Quinta-Feira, 08 de Maio de 2008 | Versão Impressa
Prisão é decretada e casal se entrega
Juiz considera Alexandre e Anna Carolina ?desprovidos de sensibilidade moral e sem um mínimo de compaixão?
Laura Diniz, Rodrigo Brancatelli, Carina Flosi, Josmar Jozino e William Glauber
Antes de o casal seguir para o 9º DP (Carandiru), às 22h30, o clima era de tumulto na frente do prédio, cercado por cem policiais e quase mil curiosos. O ofício judicial chegou às 17h55 à intranet da Polícia Civil. Às 18 horas, a polícia entrou no prédio dos Jatobás e começou a negociar a prisão.
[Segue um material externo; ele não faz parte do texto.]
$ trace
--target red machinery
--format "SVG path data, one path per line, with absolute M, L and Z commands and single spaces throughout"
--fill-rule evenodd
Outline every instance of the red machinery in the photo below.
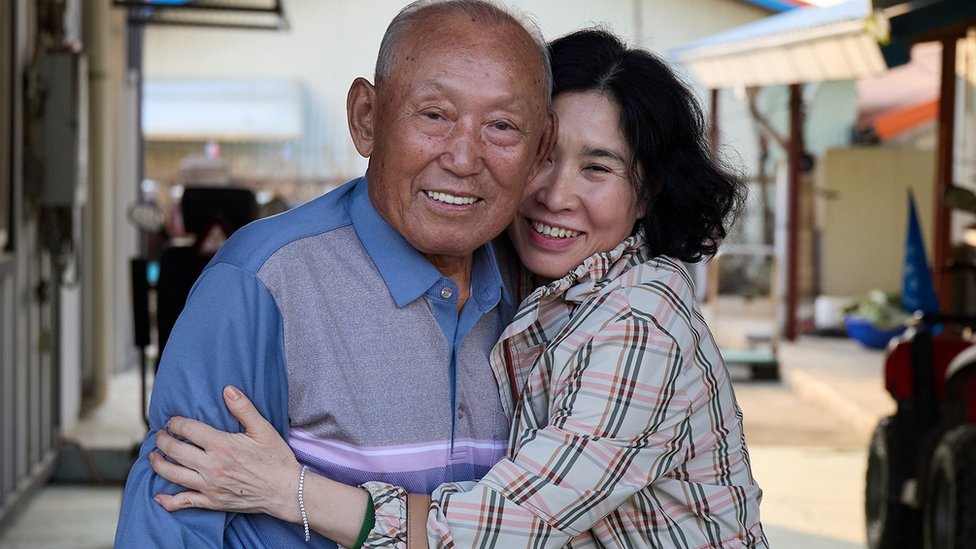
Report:
M 971 328 L 976 317 L 918 315 L 887 350 L 898 407 L 871 438 L 871 549 L 976 548 L 976 344 L 937 326 Z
Fossen aceitou na íntegra o pedido de prisão e a denúncia do promotor Francisco Cembranelli e marcou o interrogatório dos réus para o dia 28. O casal responde à ação criminal pelo homicídio doloso triplamente qualificado (por meio cruel, com impossibilidade de defesa e ocultação de outro crime). Ao classificar o casal como "pessoas desprovidas de sensibilidade moral e sem um mínimo de compaixão humana", o juiz disse que a prisão é necessária para garantir a ordem pública e a credibilidade da Justiça. Alexandre e Anna Carolina chegaram ao 9º DP às 23 horas, onde foi formalizado o auto de prisão preventiva, com edredons, roupas e produtos de higiene. Pouco após a meia-noite, seguiram para o IML, onde fariam exame de corpo de delito. O casal foi hostilizado por cerca de 80 pessoas. Posteriormente, Alexandre iria para o 13º DP (Casa Verde), e Anna Carolina, para o 97º DP (Americanópolis). Por não ter diploma universitário, Anna não pode ficar em carceragem especial. Havia a possibilidade de ela ser transferida para a Penitenciária de Sant?Ana. Mas o clima no local era tenso. As presas não admitem a presença dela nem em cela isolada.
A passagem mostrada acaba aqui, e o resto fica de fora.